Une province comme les autres

(...) M. Harper mise de façon aussi démagogique. Il fait le pari que le Québec profond réagira de la même façon que l'Alberta profond.

Harper et la culture



En 2006, ce n'est pas seulement le scandale des commandites et l'usure du pouvoir qui ont eu raison des libéraux. À leur grande surprise, les Canadiens avaient découvert en Paul Martin un leader mou et indécis, qui n'inspirait pas confiance.
Malgré les craintes qu'il suscitait, Stephen Harper apparaissait au contraire comme un homme de décision, qui savait ce qu'il faisait et faisait ce qu'il disait. Après deux ans et demi à la tête d'un gouvernement qu'il mène à coup de trique, on a appris que la détermination du premier ministre peut facilement se transformer en entêtement. Mais, contrairement à Stéphane Dion, qui peut être tout aussi buté, cela lui fait rarement commettre une erreur stratégique.

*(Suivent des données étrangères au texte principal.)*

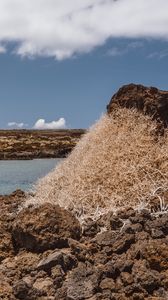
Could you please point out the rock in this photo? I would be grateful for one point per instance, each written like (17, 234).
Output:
(44, 285)
(21, 290)
(30, 144)
(123, 243)
(148, 100)
(127, 260)
(81, 283)
(43, 228)
(156, 254)
(108, 283)
(65, 260)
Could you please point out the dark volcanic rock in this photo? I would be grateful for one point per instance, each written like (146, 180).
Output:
(43, 228)
(148, 100)
(116, 257)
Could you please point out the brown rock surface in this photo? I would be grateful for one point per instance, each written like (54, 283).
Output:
(30, 144)
(148, 100)
(43, 228)
(121, 259)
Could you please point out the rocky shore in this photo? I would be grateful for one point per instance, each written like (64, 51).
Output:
(31, 144)
(45, 254)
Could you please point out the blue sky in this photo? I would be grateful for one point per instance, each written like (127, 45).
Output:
(52, 79)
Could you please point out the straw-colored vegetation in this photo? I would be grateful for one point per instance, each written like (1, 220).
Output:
(118, 163)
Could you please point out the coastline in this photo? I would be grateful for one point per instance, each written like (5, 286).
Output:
(33, 144)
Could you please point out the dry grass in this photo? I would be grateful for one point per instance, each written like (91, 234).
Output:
(118, 163)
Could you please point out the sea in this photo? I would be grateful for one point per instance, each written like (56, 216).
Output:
(23, 174)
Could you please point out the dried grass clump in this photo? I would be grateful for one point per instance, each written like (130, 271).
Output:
(118, 163)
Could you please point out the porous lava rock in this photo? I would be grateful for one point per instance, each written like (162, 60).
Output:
(148, 100)
(120, 256)
(45, 227)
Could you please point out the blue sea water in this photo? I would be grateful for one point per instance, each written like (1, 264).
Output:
(22, 174)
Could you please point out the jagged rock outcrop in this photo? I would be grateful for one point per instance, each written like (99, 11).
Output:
(148, 100)
(120, 256)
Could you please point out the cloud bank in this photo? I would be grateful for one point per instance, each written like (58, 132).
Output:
(62, 28)
(17, 125)
(42, 124)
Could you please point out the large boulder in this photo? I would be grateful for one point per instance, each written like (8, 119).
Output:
(43, 228)
(149, 100)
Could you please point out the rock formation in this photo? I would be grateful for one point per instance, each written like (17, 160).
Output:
(45, 255)
(148, 100)
(30, 144)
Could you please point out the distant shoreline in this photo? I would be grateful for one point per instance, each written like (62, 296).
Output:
(25, 144)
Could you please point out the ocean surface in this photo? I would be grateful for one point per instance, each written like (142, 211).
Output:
(22, 174)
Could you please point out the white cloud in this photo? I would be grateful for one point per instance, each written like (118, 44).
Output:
(42, 124)
(62, 28)
(117, 51)
(159, 54)
(2, 49)
(17, 125)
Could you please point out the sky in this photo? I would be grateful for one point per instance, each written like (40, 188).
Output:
(62, 60)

Quand il a vu l'opinion publique se mobiliser pour que la chef du Parti vert, Elizabeth May, soit invitée à participer au débat télévisé entre les chefs de parti, ses objections sont tombées rapidement.

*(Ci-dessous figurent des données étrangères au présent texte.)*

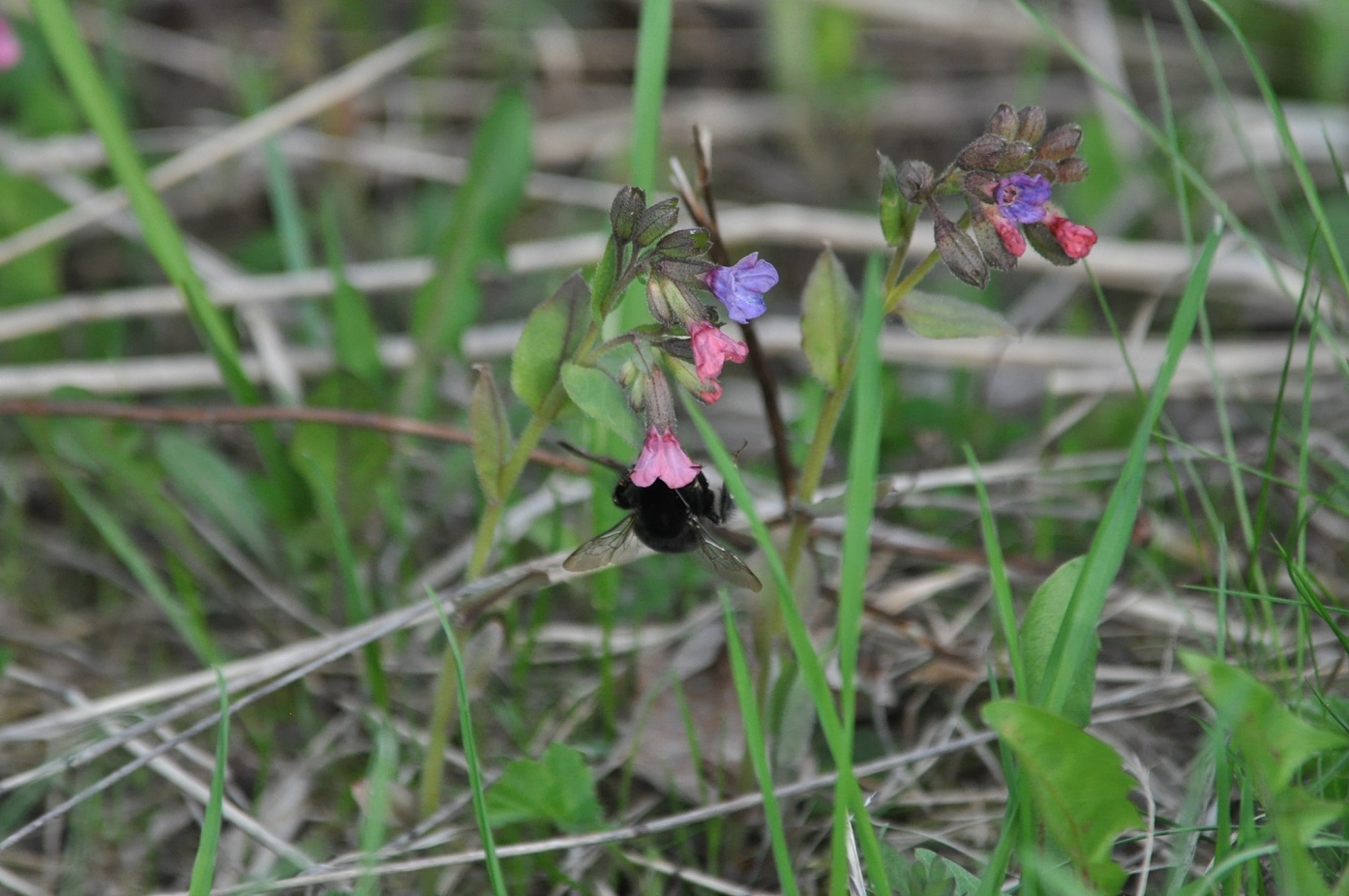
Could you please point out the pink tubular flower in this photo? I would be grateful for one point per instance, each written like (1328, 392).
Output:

Jusqu'à sa déclaration de mardi à Saskatoon, il aurait encore pu revenir sur les compressions dans les subventions à la culture. Tout autre que lui aurait jugé absurde de s'attirer autant de problèmes pour une question de 45 millions. Il n'y avait aucune nécessité d'en faire une question de principe. D'ailleurs, s'il avait su, il aurait sans doute attendu après les élections.
M. Harper ne laisse jamais échapper une phrase par inadvertance, même s'il refuse de la répéter en français. En déclarant que «les gens ordinaires» ne se sentent pas très interpellés par les lamentations d'artistes qui participent à «un gala fastueux entièrement financé par les contribuables», il était certainement conscient de franchir un point de non-retour.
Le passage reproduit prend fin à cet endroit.